When law enforcement agencies are involved in identifying and mitigating attacks, the average cost and time to identify and contain attacks is significantly reduced. The average cost of a spill was $4.64 million when law enforcement agencies were involved, and $5.11 million when non-involvement. In addition, the average containment time for attacks involving law enforcement agencies was 276 days, compared to 306 days without involvement.

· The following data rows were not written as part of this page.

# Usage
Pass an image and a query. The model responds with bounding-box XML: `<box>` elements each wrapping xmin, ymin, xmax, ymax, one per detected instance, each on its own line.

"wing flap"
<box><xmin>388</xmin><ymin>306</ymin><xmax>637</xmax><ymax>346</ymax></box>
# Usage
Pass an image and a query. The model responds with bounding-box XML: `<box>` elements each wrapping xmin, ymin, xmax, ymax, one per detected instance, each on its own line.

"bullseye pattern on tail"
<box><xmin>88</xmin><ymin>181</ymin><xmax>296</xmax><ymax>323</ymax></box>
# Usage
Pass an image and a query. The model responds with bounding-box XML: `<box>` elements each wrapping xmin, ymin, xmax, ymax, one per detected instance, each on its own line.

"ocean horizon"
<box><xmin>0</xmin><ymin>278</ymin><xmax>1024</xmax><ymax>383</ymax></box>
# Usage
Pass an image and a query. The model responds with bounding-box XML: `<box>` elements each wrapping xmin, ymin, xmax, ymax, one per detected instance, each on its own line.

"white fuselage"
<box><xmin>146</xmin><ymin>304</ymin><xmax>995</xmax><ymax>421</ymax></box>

Finally, the report gives four recommendations for enterprise data security capacity building:
1. Integrate security into every stage of software and hardware development and test it regularlyAdopt a DevSecOps approach to apply the same principles to cloud environments for application testing or penetration testing by adopting security by design and security by default principles in the initial design phase2. Protect data across hybrid cloud environmentsGain visibility and control over data in your hybrid cloud environmentDeploy data activity monitoring solutions as data moves between databases, applications, and services3. Use artificial intelligence and automation to improve speed and accuracyEmbed artificial intelligence and automation across your entire security toolset to enhance threat detection, response, and investigation. Integrate core security technologies with proven AI technology for seamless workflows and shared insights, and use threat intelligence reports for pattern recognition and threat visibility. Fourth, enhance resilience by understanding your attack surface and practicing incident response (IR).Understand the attack risks faced by your industry and organization, use ASM tools or adversary simulation techniques to understand the risk landscape and vulnerabilities from an attacker's perspective, build a team that is well-versed in IR protocols and tools, develop an IR plan, conduct regular testing, and consider hiring an IR vendor to speed up incident response [GoUPSEC].